お知らせ
重症虚血性心疾患に対する非侵襲性体外衝撃波治療の開始
我が国では、人口の高齢化や糖尿病患者の増加に伴い、従来の治療法(冠動脈カテーテル治療、冠動脈バイパス手術)の適応とならない重症の冠動脈病変を有する虚血性心疾患患者が増加してきております。このような症例では軽労作で胸痛が出現するため生活の質(QOL)は著しく低下しており、また予後も極めて不良であることから、新しい治療法の開発が望まれております。

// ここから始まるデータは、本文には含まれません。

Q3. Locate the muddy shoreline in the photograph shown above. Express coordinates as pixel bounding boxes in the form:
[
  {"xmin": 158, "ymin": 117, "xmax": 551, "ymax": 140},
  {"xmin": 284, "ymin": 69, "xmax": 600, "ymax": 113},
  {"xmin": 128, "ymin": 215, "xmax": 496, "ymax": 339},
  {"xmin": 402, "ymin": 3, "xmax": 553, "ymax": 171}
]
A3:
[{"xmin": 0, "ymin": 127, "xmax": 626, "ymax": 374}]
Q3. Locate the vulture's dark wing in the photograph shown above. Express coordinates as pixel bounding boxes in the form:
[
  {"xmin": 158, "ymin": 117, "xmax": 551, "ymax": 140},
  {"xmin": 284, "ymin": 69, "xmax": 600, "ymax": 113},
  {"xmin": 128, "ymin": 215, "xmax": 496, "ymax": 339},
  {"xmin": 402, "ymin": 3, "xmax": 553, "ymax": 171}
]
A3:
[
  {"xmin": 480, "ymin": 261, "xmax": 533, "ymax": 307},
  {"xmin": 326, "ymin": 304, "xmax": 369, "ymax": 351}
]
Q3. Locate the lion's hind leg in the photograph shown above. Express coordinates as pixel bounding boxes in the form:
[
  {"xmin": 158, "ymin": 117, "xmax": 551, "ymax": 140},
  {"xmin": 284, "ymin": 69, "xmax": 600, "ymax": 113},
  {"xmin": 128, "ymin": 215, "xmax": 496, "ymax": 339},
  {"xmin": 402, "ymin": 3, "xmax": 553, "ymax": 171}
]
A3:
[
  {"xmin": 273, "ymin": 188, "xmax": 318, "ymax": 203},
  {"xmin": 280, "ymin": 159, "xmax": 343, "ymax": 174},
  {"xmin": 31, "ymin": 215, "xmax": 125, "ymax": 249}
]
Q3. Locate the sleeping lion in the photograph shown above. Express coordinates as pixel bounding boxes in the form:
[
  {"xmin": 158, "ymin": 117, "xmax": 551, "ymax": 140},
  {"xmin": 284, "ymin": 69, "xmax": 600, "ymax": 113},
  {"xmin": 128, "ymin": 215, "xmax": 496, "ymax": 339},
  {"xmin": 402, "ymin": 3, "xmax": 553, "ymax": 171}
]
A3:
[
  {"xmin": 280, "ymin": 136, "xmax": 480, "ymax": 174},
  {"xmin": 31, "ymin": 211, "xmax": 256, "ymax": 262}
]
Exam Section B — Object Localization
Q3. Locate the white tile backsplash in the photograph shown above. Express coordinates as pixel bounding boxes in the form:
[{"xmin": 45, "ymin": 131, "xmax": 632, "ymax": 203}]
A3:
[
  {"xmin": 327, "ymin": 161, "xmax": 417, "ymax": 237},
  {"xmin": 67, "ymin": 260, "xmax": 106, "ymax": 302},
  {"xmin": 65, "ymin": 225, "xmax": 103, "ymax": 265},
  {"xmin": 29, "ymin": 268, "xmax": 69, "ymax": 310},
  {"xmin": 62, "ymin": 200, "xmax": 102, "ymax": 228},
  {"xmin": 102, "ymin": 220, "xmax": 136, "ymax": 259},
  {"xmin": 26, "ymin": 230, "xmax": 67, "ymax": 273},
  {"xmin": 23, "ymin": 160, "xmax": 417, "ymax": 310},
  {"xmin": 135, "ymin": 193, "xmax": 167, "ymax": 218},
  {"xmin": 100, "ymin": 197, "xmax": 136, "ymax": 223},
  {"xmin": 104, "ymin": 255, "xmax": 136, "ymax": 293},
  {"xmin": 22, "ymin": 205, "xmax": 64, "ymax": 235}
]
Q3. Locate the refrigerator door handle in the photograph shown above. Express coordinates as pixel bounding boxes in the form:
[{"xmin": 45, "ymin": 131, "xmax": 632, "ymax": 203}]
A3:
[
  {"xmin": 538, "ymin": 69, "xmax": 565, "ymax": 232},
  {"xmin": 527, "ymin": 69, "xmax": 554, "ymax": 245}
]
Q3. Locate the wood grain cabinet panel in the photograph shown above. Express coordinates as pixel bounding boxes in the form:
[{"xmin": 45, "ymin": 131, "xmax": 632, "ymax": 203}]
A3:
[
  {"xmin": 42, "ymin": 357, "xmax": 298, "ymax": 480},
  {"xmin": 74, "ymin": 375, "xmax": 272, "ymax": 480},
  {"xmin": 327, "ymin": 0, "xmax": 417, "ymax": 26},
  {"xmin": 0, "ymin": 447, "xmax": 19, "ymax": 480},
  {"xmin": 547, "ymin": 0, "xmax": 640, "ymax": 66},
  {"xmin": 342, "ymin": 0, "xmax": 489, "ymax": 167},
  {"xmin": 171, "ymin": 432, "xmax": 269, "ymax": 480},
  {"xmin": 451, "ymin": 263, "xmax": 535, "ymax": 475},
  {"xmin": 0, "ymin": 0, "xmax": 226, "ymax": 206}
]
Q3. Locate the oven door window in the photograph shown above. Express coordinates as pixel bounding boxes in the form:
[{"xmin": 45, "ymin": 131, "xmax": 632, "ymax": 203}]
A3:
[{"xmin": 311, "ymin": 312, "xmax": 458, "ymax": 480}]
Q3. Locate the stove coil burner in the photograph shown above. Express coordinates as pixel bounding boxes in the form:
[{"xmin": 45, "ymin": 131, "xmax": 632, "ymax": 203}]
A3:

体外衝撃波治療法は、泌尿器科領域で結石破砕治療として広く普及しており保険適応にもなっている安全な治療法です。7月1日付けで東北大学病院に循環器内科教授として着任した下川は、前任地の九州大学において、尿路結石破砕治療に用いられている出力の約10分の1という低出力の衝撃波を体外から虚血心筋に照射すると、冠動脈の血管新生が効率よく誘導され心筋虚血が著明に改
善されることを、大型動物(ブタ)モデル、次いでヒトにおいて確認し論文発表しております。この治療に伴う副作用は全く認めませんでした。またこの体外衝撃波治療は、心臓へ応用するにあたり、他の先進医療(遺伝子治療、未分化細胞移植)と異なり、開胸手術や全身麻酔など侵襲性の処置を全く必要としない低侵襲性の治療法です。低侵襲性で安全な治療法なので、繰り返し行うことも可能です。
具体的には、治療する心臓の部位を心エコーで確認しながら、治療範囲に応じて20-120ヵ所に200発ずつ、心拍に同期させて衝撃波を照射します。これを1週間に3回行います。1回あたり2
時間程度の治療中、患者に痛みはなく麻酔も不要です。3ヵ月後?6ヵ月後?1年後に治療効果を評価し、必要に応じて治療を追加します。九州大学で経験した10例において、個人差はあるものの全例において、自覚症状に加えて他覚的な検査所見の改善が認められています。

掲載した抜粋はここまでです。